Andrea Fergola
 Andrea Fergola
Istruttore Tecnico Trail Running e Corsa Naturale responsabile portale trailrunning.it 

A che categoria appartieni ? Mi spiego meglio… che tipo di trailer ti reputi ? E già, perche molti di noi interpretano il trail in maniera differente.

Mi è capitato di partecipare ad una discussione sui social,  riguardo alle prime gare del  2018, dove si è messo in discussione il fatto di partecipare ad eventi con caratteristiche particolari. Per particolari, intendo senza bandelle posizionate dall’organizzazione, con chilometraggi importanti, con l’aiuto esclusivo di una cartina e gps, caratteristica ben segnalata dagli organizzatori.

Ed ovviamente, come in ogni buona comunità si discute sul tipo di approccio che dovrebbe avere univocamente il trailruuning… o forse no.

Nella discussione ho cercato di captare i vari filoni di pensiero verso questa ancora giovane disciplina sportiva (disciplina è un termine che calza stretto al trail). Quindi riordino le mie idee, e per quanto mi risulta i macro approcci sarebbero:

  • Il trail deve essere una gara senza segnalazione con ausilio di carte o gps e assoluta autosufficienza
  • Il trail deve essere una gara con segnalazione precisa con ristori frequenti
  • Il trail non è  gara ma corsa libera in natura in completa autonomia

E tu che tipo di approccio preferisci ? Certo con questa brutale scrematura non vengono considerate molte variabili, come le eventuali distanze, le velocità di crociera, il tipo attrezzatura, se minimal oppure over size, la meteo…

Vorrei fare un distinguo fra le varie tipologie, le prime due sono comunque soggette al pagamento di una quota di partecipazione per via dei costi organizzativi, mentre l’ultima, forse quella che preferisco di più nell’ultimo periodo, è quella di non aver nessun tipo di vincolo, tranne per i tuoi cari che ti stanno aspettando a casa.

Credo che una via di mezzo potrebbe essere la soluzione migliore, ma non di facile applicazione. Un evento trail, dovrebbe essere organizzato tenendo conto di alcune caratteristiche tecniche oltre che fisiologiche:

  • Dovrebbe permettere ai dei partecipanti di poter correre per al maggior numero possibile di chilometri.
  • Dovrebbe avere una segnalazione intuitiva, non invasiva, ma nello stesso tempo utile per attivare capacità di orientamento.
  • Avere una distribuzione dei ristori che permettano una gestione quasi autonoma delle proprie risorse idriche alimentari.
  • Punti di assistenza collocati logisticamente, per eventuali recuperi in tempi brevi. Meglio una rete comunicativa efficace, che molti volontari piazzati solo per dare indicazioni ai bivi .
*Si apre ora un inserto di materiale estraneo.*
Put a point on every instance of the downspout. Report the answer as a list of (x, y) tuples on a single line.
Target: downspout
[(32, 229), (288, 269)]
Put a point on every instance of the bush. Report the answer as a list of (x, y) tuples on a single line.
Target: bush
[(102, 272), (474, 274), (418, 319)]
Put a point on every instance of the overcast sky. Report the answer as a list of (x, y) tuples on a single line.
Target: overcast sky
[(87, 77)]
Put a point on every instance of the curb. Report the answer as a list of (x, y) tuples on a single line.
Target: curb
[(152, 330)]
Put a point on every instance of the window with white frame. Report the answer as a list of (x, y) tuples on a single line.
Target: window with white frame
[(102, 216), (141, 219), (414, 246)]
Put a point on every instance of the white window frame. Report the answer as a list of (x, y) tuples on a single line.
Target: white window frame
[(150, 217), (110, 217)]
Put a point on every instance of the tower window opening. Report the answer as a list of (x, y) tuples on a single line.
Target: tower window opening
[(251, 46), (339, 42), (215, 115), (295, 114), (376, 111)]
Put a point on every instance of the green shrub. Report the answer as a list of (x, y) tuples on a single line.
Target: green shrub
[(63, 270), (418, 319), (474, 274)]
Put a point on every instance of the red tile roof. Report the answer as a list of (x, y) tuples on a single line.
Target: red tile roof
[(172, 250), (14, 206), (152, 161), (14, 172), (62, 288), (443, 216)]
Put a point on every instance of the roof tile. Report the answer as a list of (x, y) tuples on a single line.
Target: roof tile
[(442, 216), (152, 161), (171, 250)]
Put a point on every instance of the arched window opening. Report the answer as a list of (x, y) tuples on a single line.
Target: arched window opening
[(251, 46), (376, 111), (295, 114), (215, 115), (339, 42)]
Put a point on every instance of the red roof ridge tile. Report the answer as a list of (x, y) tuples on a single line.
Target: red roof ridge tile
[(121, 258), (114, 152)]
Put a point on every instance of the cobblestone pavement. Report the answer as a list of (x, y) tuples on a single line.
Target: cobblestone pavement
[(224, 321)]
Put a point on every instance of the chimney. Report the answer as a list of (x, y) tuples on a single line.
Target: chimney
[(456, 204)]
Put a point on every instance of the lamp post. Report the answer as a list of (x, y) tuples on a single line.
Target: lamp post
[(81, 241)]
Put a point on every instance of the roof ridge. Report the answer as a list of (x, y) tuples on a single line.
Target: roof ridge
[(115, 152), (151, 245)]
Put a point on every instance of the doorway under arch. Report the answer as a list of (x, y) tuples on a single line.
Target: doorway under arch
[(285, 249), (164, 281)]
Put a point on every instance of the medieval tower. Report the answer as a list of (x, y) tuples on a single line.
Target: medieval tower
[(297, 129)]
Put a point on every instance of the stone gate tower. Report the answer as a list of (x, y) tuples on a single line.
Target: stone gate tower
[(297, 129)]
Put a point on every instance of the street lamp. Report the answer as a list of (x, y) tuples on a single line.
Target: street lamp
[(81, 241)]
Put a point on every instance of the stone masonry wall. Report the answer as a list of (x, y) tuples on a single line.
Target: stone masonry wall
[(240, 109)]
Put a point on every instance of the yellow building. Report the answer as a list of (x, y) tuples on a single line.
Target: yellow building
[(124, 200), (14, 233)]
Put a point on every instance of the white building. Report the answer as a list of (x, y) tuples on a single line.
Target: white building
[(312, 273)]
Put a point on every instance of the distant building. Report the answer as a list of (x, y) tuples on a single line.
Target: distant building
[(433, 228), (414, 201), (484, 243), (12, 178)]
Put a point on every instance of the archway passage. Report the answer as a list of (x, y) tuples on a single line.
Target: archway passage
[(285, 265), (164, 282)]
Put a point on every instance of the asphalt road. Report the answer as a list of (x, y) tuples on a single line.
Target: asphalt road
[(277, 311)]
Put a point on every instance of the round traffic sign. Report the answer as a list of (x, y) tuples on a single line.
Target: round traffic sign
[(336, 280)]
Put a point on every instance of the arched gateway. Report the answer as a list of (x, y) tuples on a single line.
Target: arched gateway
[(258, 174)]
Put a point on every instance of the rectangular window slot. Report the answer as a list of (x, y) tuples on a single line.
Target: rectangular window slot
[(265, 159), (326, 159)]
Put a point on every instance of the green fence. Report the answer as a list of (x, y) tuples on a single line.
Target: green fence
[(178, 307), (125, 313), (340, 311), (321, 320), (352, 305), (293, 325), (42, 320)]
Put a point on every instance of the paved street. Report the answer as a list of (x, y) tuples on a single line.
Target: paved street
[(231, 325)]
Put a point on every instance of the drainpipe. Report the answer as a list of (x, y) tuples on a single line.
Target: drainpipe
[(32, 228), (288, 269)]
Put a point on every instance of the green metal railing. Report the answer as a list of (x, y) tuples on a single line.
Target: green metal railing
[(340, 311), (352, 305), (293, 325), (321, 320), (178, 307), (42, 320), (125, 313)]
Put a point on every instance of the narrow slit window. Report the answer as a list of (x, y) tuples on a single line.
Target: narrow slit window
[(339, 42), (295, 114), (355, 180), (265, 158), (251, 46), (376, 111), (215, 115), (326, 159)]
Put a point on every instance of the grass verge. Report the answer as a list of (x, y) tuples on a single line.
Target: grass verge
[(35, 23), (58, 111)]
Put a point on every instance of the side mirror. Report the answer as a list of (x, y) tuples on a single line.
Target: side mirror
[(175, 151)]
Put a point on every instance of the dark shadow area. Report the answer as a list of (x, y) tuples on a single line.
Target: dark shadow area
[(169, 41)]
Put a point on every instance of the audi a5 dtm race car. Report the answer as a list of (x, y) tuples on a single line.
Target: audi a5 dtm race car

Lunghissime distanze, dislivelli importanti, assenza di segnaletica, trasformano il trailrunning in una prova di sopravvivenza molto affascinante, ma dovrebbe assumere una differente terminologia per essere distinta alla prima lettura. Tutto il resto dovrebbe rientrare in una dinamica di natural- trail rispettando le capacità fisiologiche di un atleta nello sviluppare un tracciato senza postumi importanti.

Troppo lontano dalla concezione di molti ultrarunner ? Forse … ma con questo non voglio convincervi che un Ultra sia il male assoluto, le sfide affascinano tutti, una volta nella vita bisognerebbe provare, ma non dovrebbero diventare lo scopo della propria carriera agonistica. Il fatto di proporre sempre di più difficoltà tecniche portano ad esasperare il concetto di trail. Il viaggio dovrebbe essere sereno, con la giusta dose di difficoltà e con un pizzico di adrenalina.